My mood has been worsened by the US' Middle East initiative. It says the region is misgoverned, hopeless at economics and it's all its own fault. But let's look at the record. If you start from the early 1980s, as the critics always do, growth has been weak. But if you use 1973 as the baseline, Middle East growth has been higher than in most parts of the world despite a dozen wars.
In the GCC, which accounts for half of Arab gross domestic product (GDP), annual growth has been about 7 per cent since 1995. Critics say this is due to higher oil production and prices. But what's wrong with that?
The usual answer is it means the Middle East can avoid reforms. But will the reforms deliver? British economic growth since it was first measured in the 19th century has been remarkably stable at about 3-4 per cent a year despite radical policy shifts. At the start, it was a protectionist police state, then went free market crazy, launched into globalism, adopted central planning to beat the Kaiser and Hitler and ended with a privatisation binge. So many policies. So little impact on economic performance.
Two things determine long-term growth: technology and resource endowments. Companies never invest enough in developing IT because it's risky and has low returns. They prefer to buy it. The competitive technology advantage of nations is mainly the result of state intervention and is rarely permanent. Where would America's IT industry be without US defence spending? Which other nation can afford to do the same?
Managing the national capital and labour endowment offers more options. Americans are proud of their living standards. But US wages have always been high. It is because Washington was efficient in taking land from the original inhabitants. This led to a high capital/labour ratio, which drove up wages because there was a lot of land and not many workers. Without abundant, cheap capital in the form of the depopulated prairies, mountains and forests I will see this summer, Americans would have been as poor as everyone else.
President Reagan, the subject last week of history's cheesiest funeral, was credited with defeating the Soviet Union with ideas. The truth is that it was bankrupted by the fall in oil prices after 1985. Now that oil is up, Russia is recovering.
A country with fixed capital endowments, surplus labour and no technology advantage can only lift growth by improving its terms of trade. The US has mastered this art, manipulating world markets to ensure its companies, farmers, consumers and wage-earners are advantaged and selectively using overwhelming force to achieve its goals.
For the Middle East, lifting the oil price is the swiftest way to growth. The impact on the world economy has been modest. Americans still enjoy reasonable gasoline prices, which is why I can afford a long motoring excursion. No one in the US is losing weight involuntarily. Middle America is materially flourishing.
Champions of the Middle East initiative say reforms are justified because free markets support free people. But nothing undermines fair government more than poverty. Average Middle East per capita income is about $3,000 a year, little more than a 10th of the European level. Democracy has no chance so long as people live in misery.
The initiative will fail because its priorities are wrong, putting abstract concepts above bread-and-butter issues. It will destabilise the region's most populous countries. It sets out an economic agenda that Middle East countries have sampled and found wanting.

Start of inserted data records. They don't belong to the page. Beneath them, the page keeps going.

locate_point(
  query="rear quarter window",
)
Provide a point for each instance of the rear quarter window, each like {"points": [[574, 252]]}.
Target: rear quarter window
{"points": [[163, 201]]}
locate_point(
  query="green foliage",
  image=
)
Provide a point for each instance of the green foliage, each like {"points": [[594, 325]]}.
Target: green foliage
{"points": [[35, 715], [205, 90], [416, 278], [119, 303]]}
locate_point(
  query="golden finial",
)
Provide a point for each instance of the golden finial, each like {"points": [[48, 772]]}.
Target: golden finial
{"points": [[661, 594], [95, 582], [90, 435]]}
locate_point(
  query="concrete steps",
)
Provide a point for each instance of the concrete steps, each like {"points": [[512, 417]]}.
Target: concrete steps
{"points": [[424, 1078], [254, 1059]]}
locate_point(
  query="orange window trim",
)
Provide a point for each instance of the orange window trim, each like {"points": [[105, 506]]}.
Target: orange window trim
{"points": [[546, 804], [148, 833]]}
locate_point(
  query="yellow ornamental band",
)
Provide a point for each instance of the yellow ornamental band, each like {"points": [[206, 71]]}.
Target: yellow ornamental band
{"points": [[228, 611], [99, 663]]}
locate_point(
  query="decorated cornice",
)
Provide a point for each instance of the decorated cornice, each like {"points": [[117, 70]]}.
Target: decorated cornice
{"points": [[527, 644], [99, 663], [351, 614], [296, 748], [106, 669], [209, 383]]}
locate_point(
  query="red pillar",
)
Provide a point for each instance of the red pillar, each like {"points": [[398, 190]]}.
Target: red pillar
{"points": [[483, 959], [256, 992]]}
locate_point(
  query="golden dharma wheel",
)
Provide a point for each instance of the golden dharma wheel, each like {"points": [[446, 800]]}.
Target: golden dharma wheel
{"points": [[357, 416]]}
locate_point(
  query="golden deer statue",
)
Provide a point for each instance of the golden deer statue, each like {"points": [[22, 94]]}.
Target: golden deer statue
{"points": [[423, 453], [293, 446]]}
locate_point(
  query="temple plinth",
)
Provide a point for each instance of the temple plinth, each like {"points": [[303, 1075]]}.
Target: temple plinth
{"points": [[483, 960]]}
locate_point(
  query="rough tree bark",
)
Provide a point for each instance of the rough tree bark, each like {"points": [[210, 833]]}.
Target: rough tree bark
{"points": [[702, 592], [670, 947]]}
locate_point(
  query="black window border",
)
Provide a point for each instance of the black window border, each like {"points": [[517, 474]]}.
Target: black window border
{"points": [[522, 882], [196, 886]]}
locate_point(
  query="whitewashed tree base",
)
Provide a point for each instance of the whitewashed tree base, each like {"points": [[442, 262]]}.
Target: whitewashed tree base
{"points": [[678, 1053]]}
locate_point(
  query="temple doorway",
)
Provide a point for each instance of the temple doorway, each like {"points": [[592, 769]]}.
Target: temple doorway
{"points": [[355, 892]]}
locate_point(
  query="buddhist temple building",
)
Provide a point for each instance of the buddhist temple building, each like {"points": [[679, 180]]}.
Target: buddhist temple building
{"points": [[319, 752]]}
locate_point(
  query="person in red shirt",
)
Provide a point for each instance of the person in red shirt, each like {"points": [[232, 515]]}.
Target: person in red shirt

The Middle East needs permanent change in its terms of trade. If a decisive improvement in relative wages compared with the OECD is impossible and emigration for the majority is blocked, the only option is a lasting rise in the price of oil and gas, its principal hard currency earner.
It is the option the clever people behind the Middle East initiative fail to mention. And it is the one that will do more to encourage political progress than all the initiatives in the West.